Капитан заложил бумагу за ленту шляпы. Он был, по обыкновению, холоден и невозмутим, зато я весь изъерзался на своем табурете – еще бы: столь густейшим образом поминались здесь августейшие и высокие особы, что простому мочилеро мудрено было сохранить спокойствие.

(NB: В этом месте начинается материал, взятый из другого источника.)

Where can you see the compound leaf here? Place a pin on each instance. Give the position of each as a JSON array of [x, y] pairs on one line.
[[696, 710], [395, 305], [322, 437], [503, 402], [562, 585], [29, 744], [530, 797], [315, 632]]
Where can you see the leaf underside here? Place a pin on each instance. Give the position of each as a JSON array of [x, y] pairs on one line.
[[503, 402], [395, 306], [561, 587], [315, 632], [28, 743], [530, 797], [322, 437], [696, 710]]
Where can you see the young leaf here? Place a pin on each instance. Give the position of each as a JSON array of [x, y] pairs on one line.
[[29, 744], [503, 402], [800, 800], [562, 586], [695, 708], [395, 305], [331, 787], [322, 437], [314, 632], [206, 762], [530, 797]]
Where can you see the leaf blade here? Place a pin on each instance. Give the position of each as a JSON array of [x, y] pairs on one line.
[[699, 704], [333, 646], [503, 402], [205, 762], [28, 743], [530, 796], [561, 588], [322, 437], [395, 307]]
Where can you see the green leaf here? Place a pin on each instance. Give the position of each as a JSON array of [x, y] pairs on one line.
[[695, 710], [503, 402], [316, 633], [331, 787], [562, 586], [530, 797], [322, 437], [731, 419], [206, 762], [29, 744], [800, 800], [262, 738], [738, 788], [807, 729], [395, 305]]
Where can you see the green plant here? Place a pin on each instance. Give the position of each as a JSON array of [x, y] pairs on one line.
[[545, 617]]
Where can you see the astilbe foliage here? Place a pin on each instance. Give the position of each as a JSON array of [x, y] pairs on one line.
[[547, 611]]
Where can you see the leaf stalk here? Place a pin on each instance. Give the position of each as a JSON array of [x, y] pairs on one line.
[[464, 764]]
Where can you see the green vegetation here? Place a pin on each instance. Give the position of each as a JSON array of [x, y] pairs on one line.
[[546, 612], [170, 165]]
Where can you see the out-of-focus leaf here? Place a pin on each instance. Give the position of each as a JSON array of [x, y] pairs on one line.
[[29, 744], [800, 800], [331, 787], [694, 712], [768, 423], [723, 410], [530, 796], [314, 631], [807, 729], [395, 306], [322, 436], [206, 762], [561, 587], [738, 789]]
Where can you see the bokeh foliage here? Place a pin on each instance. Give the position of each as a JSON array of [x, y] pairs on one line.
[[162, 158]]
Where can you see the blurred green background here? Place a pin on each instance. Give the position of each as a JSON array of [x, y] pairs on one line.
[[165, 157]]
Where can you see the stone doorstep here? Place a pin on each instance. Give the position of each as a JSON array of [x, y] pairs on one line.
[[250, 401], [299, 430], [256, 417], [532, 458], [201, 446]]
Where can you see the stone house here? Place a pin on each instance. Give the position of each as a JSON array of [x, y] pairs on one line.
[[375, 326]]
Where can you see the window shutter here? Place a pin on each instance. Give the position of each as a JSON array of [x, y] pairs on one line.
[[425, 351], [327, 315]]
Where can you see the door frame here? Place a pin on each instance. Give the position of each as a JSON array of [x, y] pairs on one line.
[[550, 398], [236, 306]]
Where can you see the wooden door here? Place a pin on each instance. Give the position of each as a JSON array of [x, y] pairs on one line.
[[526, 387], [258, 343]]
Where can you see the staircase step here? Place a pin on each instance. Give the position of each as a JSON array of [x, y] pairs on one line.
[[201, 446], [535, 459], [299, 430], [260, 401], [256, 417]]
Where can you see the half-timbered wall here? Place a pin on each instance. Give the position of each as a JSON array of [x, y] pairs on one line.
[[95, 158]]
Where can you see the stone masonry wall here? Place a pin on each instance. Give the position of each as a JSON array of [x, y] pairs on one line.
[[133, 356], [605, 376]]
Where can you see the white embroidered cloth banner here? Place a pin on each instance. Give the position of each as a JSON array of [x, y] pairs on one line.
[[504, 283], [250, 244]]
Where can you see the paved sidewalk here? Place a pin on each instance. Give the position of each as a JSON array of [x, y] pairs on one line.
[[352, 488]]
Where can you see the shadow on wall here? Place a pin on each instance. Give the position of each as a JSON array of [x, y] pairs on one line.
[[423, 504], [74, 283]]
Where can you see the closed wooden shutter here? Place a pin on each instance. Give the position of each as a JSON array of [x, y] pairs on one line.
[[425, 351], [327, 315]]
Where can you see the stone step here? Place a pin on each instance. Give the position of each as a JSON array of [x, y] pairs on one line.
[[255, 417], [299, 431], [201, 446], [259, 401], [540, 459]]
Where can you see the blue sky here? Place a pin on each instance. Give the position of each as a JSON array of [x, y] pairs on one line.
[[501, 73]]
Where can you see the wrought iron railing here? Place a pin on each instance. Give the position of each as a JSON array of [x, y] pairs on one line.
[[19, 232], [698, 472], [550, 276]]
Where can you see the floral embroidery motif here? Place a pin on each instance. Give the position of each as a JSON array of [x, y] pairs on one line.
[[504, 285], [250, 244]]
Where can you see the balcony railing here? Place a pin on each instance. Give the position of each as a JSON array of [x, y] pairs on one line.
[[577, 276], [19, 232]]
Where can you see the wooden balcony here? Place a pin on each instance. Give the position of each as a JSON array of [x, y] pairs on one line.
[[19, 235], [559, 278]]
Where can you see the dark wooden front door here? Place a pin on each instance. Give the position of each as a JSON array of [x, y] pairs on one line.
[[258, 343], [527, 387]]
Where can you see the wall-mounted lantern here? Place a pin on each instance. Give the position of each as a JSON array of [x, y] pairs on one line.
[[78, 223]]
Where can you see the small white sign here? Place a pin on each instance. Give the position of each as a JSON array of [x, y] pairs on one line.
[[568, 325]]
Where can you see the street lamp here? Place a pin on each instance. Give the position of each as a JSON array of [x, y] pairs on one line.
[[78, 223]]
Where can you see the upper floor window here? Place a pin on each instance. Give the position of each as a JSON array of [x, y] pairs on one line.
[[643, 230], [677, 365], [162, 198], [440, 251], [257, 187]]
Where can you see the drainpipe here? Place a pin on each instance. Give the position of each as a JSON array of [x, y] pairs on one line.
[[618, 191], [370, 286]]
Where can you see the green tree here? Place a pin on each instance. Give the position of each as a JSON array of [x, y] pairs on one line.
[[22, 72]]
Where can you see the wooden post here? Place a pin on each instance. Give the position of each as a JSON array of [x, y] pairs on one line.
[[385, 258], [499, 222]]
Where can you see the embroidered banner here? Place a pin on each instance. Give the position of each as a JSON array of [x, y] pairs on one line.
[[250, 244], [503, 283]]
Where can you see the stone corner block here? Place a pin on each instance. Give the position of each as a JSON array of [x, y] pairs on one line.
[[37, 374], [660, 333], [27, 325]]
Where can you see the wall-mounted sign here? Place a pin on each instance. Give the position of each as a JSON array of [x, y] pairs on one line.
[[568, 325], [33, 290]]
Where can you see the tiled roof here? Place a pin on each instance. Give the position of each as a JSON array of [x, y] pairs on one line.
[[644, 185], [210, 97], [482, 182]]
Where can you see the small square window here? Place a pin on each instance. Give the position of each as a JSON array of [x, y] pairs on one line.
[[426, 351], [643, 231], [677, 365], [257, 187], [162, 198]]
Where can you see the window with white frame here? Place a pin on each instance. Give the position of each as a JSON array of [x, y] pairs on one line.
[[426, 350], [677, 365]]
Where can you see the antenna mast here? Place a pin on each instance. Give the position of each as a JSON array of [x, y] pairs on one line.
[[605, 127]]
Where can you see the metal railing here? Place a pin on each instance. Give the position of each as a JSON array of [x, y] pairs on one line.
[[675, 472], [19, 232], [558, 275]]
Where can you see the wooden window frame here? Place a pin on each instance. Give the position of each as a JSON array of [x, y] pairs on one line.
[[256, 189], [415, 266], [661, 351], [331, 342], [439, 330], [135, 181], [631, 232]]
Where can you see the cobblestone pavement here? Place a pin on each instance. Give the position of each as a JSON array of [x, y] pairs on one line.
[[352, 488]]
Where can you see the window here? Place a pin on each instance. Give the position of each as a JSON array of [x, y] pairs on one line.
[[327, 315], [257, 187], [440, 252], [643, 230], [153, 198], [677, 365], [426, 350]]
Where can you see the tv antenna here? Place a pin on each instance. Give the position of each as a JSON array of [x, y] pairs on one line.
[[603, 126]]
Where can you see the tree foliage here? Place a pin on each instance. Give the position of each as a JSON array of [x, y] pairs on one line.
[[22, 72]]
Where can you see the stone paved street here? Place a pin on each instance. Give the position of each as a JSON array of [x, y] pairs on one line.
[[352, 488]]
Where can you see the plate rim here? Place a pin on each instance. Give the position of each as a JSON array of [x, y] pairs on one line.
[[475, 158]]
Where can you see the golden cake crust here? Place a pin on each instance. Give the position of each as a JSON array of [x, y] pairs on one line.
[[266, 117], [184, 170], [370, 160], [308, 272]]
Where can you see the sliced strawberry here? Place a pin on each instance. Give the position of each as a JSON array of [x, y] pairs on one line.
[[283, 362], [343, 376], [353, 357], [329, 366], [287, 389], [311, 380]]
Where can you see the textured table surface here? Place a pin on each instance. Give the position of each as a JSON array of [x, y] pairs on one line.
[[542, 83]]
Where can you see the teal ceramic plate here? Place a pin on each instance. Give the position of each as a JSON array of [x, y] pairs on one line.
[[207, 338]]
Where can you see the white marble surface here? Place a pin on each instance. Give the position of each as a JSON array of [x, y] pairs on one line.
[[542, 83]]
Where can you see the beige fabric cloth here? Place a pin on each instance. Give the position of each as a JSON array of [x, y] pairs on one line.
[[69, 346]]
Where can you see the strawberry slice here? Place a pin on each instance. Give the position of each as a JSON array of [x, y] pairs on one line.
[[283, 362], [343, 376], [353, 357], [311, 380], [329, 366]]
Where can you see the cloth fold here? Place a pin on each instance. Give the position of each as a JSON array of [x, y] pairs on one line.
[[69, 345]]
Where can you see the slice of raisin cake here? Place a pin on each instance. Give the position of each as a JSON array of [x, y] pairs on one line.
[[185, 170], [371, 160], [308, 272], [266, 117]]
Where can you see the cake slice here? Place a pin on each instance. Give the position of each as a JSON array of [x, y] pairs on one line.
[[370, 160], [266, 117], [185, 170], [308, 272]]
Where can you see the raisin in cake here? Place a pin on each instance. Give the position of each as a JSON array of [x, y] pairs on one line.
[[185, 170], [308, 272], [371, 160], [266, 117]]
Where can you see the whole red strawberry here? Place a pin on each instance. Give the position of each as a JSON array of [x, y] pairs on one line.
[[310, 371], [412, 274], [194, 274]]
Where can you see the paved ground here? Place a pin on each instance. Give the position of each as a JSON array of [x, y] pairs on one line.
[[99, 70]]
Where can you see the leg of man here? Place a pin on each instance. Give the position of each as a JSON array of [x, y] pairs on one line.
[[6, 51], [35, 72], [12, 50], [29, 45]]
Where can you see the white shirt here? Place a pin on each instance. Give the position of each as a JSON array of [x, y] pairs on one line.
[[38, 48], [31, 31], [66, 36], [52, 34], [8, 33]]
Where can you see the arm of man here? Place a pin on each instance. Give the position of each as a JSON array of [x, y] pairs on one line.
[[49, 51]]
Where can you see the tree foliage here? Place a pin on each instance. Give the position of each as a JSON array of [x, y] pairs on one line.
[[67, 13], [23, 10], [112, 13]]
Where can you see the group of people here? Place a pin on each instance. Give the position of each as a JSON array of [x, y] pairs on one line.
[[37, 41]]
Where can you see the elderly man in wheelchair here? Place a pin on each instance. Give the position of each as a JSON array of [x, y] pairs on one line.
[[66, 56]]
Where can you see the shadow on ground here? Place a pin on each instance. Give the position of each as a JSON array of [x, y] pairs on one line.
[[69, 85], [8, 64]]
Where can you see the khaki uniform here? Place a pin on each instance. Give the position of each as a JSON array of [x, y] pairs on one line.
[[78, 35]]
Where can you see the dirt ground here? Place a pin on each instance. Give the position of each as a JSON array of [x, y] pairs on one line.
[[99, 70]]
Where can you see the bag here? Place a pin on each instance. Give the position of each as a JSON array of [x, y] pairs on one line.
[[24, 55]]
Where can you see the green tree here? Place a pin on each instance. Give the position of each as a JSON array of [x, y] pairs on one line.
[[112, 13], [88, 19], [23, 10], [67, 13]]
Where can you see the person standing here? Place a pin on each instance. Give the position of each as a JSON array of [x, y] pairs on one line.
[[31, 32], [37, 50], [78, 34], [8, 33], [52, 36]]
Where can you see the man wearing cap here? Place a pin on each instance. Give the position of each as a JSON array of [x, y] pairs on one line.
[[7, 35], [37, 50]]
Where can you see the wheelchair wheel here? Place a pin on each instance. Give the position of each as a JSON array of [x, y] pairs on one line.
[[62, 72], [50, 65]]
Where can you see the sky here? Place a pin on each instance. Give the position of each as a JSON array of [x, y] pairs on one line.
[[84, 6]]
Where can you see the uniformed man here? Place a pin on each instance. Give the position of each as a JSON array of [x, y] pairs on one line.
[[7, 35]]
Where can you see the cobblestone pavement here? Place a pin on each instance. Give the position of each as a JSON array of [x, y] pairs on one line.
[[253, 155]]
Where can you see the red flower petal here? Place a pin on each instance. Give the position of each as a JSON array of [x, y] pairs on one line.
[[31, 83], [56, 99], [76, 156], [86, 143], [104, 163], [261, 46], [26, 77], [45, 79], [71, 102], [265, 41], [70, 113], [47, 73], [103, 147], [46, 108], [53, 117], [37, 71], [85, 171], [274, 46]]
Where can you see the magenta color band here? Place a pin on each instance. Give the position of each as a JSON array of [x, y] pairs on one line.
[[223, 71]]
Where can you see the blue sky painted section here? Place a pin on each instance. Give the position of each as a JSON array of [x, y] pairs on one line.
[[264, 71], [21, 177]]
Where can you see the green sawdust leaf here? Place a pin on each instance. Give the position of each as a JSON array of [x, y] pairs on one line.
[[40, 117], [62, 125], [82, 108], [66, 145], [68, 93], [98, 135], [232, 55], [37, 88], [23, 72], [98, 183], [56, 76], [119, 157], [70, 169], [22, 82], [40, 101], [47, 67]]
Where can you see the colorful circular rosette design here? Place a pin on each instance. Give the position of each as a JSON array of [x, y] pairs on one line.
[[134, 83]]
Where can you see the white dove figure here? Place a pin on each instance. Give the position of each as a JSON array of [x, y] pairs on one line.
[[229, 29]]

– Судовладелец, конечно, начнет протестовать, – продолжал Альваро де ла Марка. – Медина-Сидония придет в неописуемую ярость. Однако никто из тех, кто посвящен в интригу, пикнуть не осмелится… С фламандцами дело обстоит иначе. Их жалобам будет дан законный ход – иными словами, начнется классическая, душу выматывающая бюрократическая волокита и канитель. И потому необходимо, чтобы все это напоминало нападение пиратов… – С лукавой улыбкой он поднес к губам стакан. – Сам понимаешь, никто не будет требовать найти золото, которого вроде бы и не существует.

– Имейте в виду, Диего, – добавил Кеведо, – если попадетесь, все умоют руки.

– Включая нас с доном Франсиско, – отчеканил без околичностей граф.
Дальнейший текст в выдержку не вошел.